One of the other techniques that I use is the Fourier transforms of higher order moments, such as the bispectrum or trispectrum. This is an underutilized technique in the context of dynamical systems, but lead to powerful insights about the nature of periodicities present in such systems.
Finally, I also work on combining ideas from nonlinear dynamics and machine learning for modelling and classification of real world systems. In the context of the former, methods from scientific machine learning are employed to study partially known systems of differential equations. In the latter, I use techniques from nonlinear time series analysis as features to classify standard systems, with the understanding that these measure aspects of the time series that are not captured using standard quantifiers such as moments of the amplitude distribution.
Research Areas
Accepting PhDs
I am currently accepting PhDs in Physics.

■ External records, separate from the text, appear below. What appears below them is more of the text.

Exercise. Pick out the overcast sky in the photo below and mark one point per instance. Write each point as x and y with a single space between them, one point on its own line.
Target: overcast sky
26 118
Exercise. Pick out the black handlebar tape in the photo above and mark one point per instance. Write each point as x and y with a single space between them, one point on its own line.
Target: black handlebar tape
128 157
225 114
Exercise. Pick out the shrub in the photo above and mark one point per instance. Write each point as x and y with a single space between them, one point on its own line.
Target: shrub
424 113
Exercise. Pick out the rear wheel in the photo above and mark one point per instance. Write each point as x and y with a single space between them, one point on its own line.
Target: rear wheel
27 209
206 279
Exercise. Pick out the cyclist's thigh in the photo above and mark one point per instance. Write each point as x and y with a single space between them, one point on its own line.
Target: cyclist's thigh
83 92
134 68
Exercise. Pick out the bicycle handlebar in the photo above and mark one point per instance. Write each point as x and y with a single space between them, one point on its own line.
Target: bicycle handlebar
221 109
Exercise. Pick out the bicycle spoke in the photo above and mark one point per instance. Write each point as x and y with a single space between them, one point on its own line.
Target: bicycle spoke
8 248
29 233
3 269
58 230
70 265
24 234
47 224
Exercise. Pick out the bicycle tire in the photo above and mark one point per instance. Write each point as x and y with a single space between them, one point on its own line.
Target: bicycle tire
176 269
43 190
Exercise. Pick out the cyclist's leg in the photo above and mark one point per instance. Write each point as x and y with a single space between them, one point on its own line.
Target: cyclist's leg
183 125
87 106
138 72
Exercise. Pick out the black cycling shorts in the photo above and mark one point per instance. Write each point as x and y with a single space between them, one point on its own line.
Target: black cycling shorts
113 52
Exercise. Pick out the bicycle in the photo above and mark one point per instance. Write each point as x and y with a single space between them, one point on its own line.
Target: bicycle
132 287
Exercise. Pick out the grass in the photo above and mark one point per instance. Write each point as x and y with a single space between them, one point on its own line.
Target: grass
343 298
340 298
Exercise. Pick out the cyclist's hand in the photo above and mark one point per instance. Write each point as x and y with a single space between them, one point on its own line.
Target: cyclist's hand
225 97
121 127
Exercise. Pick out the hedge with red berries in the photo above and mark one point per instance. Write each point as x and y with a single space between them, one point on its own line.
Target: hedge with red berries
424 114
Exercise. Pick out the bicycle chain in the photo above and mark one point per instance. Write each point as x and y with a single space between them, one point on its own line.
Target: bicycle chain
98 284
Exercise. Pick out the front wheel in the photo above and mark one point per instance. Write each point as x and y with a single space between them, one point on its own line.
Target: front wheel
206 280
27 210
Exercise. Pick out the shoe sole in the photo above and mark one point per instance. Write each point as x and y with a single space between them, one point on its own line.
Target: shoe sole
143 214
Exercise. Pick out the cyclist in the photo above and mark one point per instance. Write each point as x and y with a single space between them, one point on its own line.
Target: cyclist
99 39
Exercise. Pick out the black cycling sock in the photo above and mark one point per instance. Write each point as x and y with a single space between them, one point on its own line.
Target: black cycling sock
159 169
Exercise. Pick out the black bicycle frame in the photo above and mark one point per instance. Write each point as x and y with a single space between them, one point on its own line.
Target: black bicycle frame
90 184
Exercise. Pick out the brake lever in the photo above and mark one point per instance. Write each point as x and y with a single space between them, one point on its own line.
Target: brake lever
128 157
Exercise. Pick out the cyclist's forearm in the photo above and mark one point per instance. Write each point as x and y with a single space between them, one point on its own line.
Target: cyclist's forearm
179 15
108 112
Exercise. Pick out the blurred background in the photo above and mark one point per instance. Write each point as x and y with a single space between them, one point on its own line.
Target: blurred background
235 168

Please get in touch if you would like to discuss your research ideas further.
Physics
Accepting PhDsResearch Specialisms
- Applied Mathematics
- Astronomy
- Dynamics
- Physical Sciences
- Quantitative Psychology
Our research specialisms are based on the Higher Education Classification of Subjects (HECoS) which is HESA open data, published under the Creative Commons Attribution 4.0 International licence.
Current Research
Astronomy: Nonlinear dynamics of close binaries
My research in astronomy revolves around understanding the dynamics of variable stars. In particular I am interested in the dynamics of close eclipsing binary stars, i.e. binary stars that can exchange mass and/or energy with each other. While the light variation due to eclipses is periodic, the mass exchange results in variations that are irregular. The properties of the reconstructed space of these stars are closely related to astrophysical properties of these stars. In particular, the morphological classification of these stars is closely related to their recurrence properties[1]. Secondly, in a subset of these stars, called overcontact binaries, the extend of closeness between the component stars (measured using a fill-out factor) is shown to be closely related to their nonlinear properties[2].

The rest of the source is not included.